As companions in the faith, you press one another toward ever greater holiness. Some people look like saints everywhere they go, but then they get home and they act like the chief of sinners. You cannot do that. What you are at home is what you are. Take responsibility for yourself, for your duties and your roles in this relationship. There’s only one person in this relationship you can control, and that’s yourself, so be what you are supposed to be and left God take care of the rest. In marriage, it's very easy to focus more on the obligations of your spouse than your own obligations, but that is a pathway to strife and discontentment.
As companions you remind each other that marriage comes with an owner’s manual – the Bible – and you seek to master and be mastered by that book together.
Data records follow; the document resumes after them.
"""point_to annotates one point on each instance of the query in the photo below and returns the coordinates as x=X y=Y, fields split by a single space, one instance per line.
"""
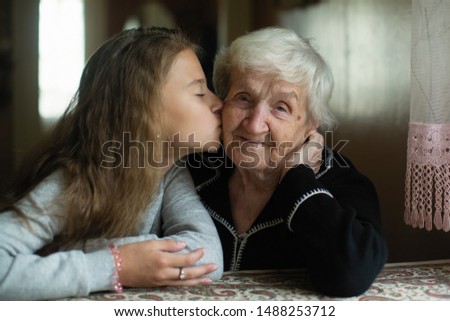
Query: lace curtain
x=427 y=200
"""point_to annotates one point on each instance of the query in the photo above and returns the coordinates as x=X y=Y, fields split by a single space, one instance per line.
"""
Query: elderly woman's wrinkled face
x=264 y=120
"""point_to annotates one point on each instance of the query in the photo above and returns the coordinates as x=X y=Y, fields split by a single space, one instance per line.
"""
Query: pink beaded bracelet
x=118 y=267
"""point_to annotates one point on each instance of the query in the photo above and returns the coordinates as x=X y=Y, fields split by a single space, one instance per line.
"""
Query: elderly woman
x=275 y=203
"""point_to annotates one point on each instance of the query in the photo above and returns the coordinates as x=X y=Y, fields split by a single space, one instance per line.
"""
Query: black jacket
x=328 y=223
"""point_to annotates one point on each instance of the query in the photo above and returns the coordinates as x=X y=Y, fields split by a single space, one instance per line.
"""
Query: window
x=61 y=54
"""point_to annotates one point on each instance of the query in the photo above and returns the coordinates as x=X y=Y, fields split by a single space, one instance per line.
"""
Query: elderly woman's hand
x=309 y=154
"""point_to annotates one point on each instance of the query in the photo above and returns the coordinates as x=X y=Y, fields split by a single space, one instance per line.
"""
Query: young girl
x=103 y=203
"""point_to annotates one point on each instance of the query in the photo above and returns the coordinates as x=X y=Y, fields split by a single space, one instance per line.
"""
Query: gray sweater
x=176 y=213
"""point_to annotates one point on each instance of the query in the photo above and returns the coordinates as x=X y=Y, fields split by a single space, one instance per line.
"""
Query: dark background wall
x=366 y=42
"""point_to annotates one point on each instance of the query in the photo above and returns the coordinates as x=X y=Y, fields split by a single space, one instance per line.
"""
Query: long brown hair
x=118 y=94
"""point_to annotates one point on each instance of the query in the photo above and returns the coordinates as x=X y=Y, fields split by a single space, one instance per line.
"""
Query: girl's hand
x=156 y=263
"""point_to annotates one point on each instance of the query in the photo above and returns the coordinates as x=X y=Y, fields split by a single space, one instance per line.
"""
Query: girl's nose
x=216 y=105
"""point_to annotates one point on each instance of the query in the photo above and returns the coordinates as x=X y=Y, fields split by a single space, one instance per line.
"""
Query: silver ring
x=181 y=275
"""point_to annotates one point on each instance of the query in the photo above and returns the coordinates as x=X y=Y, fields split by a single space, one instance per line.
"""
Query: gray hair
x=289 y=57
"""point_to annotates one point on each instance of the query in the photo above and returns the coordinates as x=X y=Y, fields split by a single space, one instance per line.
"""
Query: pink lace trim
x=427 y=189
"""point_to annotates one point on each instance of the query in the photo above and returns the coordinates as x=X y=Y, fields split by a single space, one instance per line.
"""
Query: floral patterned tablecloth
x=406 y=281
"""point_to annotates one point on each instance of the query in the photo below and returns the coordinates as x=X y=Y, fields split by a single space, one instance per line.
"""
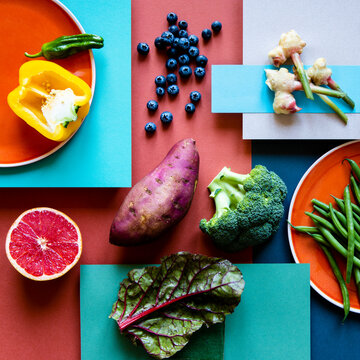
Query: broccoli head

As companions, you should sharpen one another and bring out the best in one another, which you can only do as you seek God’s truth in his Word together.
As companions, you love one another. This is your closest neighbor, the one you are to love as you love yourself. The world says, “love makes you do crazy things.” No, that’s not true. Love makes you do holy things. Love makes you patient and kind; love makes you humble; love makes you forgiving; love makes you obedient to God's Word; love makes you like Jesus.
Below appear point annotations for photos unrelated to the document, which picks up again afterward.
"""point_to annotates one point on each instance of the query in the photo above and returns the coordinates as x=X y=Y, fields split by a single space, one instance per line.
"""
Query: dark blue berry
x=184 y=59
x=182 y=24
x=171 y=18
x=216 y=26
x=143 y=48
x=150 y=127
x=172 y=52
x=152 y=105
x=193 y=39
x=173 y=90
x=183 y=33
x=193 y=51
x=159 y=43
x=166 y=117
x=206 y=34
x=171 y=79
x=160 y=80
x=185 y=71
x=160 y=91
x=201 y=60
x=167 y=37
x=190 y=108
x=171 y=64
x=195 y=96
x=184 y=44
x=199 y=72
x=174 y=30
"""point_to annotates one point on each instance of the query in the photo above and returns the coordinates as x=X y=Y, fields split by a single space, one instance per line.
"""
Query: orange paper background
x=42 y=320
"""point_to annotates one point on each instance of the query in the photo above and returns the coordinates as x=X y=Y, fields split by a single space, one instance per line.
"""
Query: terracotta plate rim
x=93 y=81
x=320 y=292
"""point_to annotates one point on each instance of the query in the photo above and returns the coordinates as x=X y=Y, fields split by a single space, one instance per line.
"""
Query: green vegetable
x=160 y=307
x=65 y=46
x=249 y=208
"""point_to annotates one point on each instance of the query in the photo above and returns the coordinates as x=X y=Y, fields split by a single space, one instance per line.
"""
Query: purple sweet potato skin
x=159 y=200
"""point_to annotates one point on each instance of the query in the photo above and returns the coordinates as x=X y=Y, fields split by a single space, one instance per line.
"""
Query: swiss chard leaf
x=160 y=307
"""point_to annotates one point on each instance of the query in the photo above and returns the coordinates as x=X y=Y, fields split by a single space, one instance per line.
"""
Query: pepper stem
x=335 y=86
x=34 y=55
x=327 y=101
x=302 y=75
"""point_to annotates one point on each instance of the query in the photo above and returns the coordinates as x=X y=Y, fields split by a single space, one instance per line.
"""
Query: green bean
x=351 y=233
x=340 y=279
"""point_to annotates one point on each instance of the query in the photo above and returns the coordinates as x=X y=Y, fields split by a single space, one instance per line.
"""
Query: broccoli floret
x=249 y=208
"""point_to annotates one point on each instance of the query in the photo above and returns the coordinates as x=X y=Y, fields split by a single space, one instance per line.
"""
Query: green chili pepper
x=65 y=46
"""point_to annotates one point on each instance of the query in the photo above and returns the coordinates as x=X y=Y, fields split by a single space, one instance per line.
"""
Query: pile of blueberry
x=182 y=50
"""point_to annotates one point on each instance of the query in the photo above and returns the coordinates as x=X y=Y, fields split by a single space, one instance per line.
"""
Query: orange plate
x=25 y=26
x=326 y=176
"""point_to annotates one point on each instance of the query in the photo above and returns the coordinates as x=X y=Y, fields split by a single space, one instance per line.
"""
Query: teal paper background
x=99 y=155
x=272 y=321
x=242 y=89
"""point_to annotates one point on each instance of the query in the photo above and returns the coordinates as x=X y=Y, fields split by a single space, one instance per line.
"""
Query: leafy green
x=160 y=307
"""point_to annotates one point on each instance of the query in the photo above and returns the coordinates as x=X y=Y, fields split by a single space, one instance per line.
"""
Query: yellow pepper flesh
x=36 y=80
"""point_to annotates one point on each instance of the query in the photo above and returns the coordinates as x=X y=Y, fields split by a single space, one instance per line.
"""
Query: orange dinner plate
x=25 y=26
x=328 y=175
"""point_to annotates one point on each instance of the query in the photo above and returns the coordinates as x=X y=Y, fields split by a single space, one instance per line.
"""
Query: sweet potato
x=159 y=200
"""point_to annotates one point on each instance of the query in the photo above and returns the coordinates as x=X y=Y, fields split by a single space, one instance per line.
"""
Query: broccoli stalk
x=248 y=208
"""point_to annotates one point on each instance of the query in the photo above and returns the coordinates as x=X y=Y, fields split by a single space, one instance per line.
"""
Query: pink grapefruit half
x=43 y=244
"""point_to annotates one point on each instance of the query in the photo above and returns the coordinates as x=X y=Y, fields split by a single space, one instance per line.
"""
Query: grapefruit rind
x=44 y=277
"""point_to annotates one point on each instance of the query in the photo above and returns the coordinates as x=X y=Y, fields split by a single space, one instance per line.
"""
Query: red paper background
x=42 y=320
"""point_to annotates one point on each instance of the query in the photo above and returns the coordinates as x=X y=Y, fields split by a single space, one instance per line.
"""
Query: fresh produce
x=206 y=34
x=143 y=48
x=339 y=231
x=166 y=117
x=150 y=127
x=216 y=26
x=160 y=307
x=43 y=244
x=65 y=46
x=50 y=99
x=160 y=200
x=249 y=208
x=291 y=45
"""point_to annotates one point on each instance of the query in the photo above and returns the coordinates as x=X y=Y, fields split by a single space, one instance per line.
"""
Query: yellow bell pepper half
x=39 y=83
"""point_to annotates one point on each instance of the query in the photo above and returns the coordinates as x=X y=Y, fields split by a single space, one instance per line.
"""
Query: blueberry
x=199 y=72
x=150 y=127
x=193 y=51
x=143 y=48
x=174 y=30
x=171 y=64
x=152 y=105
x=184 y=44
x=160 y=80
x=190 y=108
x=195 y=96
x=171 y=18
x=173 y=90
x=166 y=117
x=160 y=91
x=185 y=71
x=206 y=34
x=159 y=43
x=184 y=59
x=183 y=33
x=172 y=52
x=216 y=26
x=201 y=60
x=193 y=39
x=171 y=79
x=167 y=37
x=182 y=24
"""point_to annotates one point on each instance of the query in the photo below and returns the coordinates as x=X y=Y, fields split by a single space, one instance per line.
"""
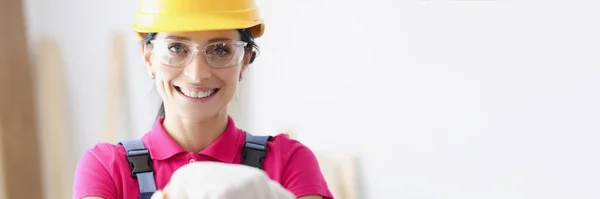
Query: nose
x=198 y=69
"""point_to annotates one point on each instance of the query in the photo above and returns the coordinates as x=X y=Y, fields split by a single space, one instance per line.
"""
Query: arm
x=92 y=179
x=311 y=197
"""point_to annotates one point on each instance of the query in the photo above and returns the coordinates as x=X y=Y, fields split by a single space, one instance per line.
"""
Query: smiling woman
x=196 y=51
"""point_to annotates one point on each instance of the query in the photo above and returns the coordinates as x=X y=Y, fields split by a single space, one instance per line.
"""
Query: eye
x=177 y=48
x=220 y=50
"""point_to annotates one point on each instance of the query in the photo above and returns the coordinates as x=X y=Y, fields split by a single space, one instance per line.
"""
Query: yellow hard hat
x=197 y=15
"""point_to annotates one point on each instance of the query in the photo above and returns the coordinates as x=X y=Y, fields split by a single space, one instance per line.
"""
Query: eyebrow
x=188 y=39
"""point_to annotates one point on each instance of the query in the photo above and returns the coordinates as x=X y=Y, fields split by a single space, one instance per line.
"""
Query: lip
x=196 y=88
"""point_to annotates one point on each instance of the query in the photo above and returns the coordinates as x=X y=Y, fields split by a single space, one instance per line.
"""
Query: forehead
x=201 y=36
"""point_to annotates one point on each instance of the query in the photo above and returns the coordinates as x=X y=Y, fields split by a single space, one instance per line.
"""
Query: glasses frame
x=199 y=48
Ultimately, as companions you are helping one another on the pathway to eternal glory. That’s your shared destination. You share together in the hope if the resurrection, and you spur one another on towards that grand inheritance. You are co-heirs of a future salvation, so live like it in the present.
The companionship dimension of marriage has been captured beautifully by the church father Tertullian, who wrote these words in a letter to his wife around the year 200 AD. I close my charge sharing with you his words of wisdom:
“How beautiful, then, the marriage of two Christians, two who are one in hope, one in desire, one in the way of life they follow, one in the religion they practice. They are as brother and sister, both servants of the same Master. Nothing divides them, either in flesh or in Spirit. They are in very truth, two in one flesh; and where there is but one flesh there is also but one spirit. They pray together, they worship together, they fast together; instructing one another, encouraging one another, strengthening one another. Side by side they face difficulties and persecution, share their consolations. They have no secrets from one another, they never shun each other’s company; they never bring sorrow to each other’s hearts… Psalms and hymns they sing to one another. Hearing and seeing this, Christ rejoices. To such as these He gives His peace. Where there are two together, there also He is present, and where He is, there evil is not.”
In the name of the Father, the Son, and the Holy Spirit. Amen.